GET / # directory listing is recursive
GET /Namespace/ResourceName/111233-44844

with a relative link? one. bliss.

GET /?walk=Namespace,ResourceName,111233-44844 

as far as i can make out, three really nice consequences fall out of this design.

  • we don't have to download every item in turn to get to a page. this is the biggie.

  • we can do state transfer and smuggle state inside the relative path, and the client is totally oblivious to it. if you already have query params, this is a little moot, but it's worth mentioning anyway.

  • the third consequence is a little more involved. in filesystem like protocols, there's a 'conflict' between expressing operations in terms of do(filename) and do(directory, filename). some operations work on the file (like updating or fetching) and others (delete and create) work on the directory. meanwhile, when every operation accepts relative paths as well as absolute paths, every operation ends up being expressed as do(base, filename, which is kinda neat.

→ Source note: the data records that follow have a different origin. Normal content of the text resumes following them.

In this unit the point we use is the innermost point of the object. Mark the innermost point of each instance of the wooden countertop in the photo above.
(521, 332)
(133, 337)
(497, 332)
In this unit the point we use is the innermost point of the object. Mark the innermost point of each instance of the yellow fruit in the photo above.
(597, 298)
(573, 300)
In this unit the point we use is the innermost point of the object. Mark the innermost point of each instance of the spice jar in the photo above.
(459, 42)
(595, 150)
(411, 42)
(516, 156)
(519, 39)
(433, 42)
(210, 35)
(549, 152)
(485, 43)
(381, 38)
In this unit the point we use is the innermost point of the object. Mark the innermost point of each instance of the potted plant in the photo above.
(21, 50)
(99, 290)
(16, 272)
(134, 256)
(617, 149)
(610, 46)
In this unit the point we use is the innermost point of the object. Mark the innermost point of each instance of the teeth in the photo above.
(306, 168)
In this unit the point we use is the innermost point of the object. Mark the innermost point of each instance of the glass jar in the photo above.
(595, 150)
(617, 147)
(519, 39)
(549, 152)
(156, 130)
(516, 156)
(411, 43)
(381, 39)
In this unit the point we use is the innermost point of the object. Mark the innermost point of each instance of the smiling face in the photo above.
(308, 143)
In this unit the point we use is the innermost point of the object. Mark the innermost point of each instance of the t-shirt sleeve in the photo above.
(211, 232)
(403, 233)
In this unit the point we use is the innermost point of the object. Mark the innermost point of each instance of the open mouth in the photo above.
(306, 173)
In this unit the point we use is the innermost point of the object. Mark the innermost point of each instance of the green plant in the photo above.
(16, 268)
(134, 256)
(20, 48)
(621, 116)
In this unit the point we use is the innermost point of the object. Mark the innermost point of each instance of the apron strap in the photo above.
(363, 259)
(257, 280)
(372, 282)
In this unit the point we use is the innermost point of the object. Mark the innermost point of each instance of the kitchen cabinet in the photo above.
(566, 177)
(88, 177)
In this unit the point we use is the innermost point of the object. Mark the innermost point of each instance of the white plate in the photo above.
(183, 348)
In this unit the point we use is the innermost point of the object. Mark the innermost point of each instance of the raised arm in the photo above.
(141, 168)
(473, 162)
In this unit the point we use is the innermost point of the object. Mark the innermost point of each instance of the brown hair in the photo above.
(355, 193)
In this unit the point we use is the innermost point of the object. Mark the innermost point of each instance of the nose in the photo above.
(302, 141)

the first consequence is the biggest one. now, yes, you might be saying "well, you can just hardcode the urls in the client" and my brother in christ, that is not what a hypermedia system is. the relative url might not resolve so neatly in a real world example.

the point is that a client gets to pretend it's hardcoding urls, but it's actually hardcoding names of links to follow. heh heh heh. i'll make you bastards restful one day.